Playing the final stage of Shadow of War might be like sitting through the credits at the ‘end’ of a Marvel movie - only it will require hours of my time rather than a couple of minutes, for a similarly sized reward. Which I could just, you know, look up on Youtube.

I think my habit of abandoning games can’t be explained away as me only really caring about their central narrative. I play most roguelikes until I’ve beaten them once - not to see their endings, but because I enjoy feeling like I’ve mastered their challenge. Of course, beating a roguelike once hardly constitutes mastery over it. Even when I know that feeling is illusory, however, it can still drive my behaviour.

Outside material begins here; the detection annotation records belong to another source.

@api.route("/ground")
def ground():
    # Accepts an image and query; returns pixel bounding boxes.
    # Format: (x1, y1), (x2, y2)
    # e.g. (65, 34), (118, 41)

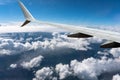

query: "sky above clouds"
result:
(0, 0), (120, 26)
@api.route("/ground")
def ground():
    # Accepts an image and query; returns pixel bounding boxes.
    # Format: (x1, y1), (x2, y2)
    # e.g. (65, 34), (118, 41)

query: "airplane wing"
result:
(19, 1), (120, 48)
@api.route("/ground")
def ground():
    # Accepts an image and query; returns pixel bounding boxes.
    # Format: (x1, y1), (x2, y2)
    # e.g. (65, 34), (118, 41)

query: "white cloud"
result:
(55, 63), (72, 79)
(112, 74), (120, 80)
(0, 33), (96, 55)
(10, 64), (17, 68)
(70, 58), (120, 80)
(33, 67), (54, 80)
(109, 48), (120, 57)
(0, 0), (16, 5)
(21, 56), (43, 69)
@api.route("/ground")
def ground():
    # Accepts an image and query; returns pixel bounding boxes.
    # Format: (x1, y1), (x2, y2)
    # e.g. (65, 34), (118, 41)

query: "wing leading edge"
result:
(19, 1), (120, 48)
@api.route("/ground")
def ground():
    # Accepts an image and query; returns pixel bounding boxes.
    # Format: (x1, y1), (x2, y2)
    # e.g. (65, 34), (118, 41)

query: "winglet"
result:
(18, 0), (35, 27)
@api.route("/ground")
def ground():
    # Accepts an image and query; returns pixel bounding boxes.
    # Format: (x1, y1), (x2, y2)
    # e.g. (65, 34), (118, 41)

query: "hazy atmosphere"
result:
(0, 0), (120, 80)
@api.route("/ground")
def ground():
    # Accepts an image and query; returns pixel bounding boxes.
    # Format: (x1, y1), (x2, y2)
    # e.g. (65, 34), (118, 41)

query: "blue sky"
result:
(0, 0), (120, 25)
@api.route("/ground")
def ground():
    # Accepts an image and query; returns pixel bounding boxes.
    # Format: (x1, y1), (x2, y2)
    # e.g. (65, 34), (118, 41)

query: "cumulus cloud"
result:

I remember playing the excellent Dungeon of the Endless, and having a lucky run during my first few hours with it where I managed to beat the final stage. I knew what was happening even then, with part of my brain genuinely hoping I’d fail so that another part would want to stick with the game for longer. More recently, I haven’t touched Caveblazers since I killed the final boss - though that’s largely to do with being blindsided by its bizarrely misogynistic ending [I had not seen that ending and wish I hadn't looked it up just now - ed].

spelunky

I can think of one exception. After spending nearly 300 hours in it, I’ve reached the end of hell in Spelunky more times than I can count. That’s because each run in Spelunky manages to feel fresh and exciting long past the point where I’ll be bored by repetition in most other roguelikes. The fun of the game itself underpins that, but the real secret behind its longevity for me were its achievements. The last time I launched Spelunky was when I finally got the last one of those, the ludicrous ‘low scorer’ achievement where you have to beat the game without collecting any treasure. It effectively turns every speck of gold into a spike trap.

Getting that achievement seemed to flick the same switch as my first victory normally does. Whatever psychological mechanism is at play isn’t concerned with the number of hours I’ve invested, but satisfying a condition that’s tied to something other than how much fun I’ve had or could yet have in a game.

For Spelunky, that drive resulted in hundreds of enjoyable hours that I might not otherwise have experienced. In most other cases though, it curtails my amusement. It can also result in me continuing to play something I’m not particularly enjoying - if I stop appreciating Shadow of War’s story missions, I’ll probably still finish them. I wish I was free to decide when I’m done with a game, but it seems my brain won’t let me.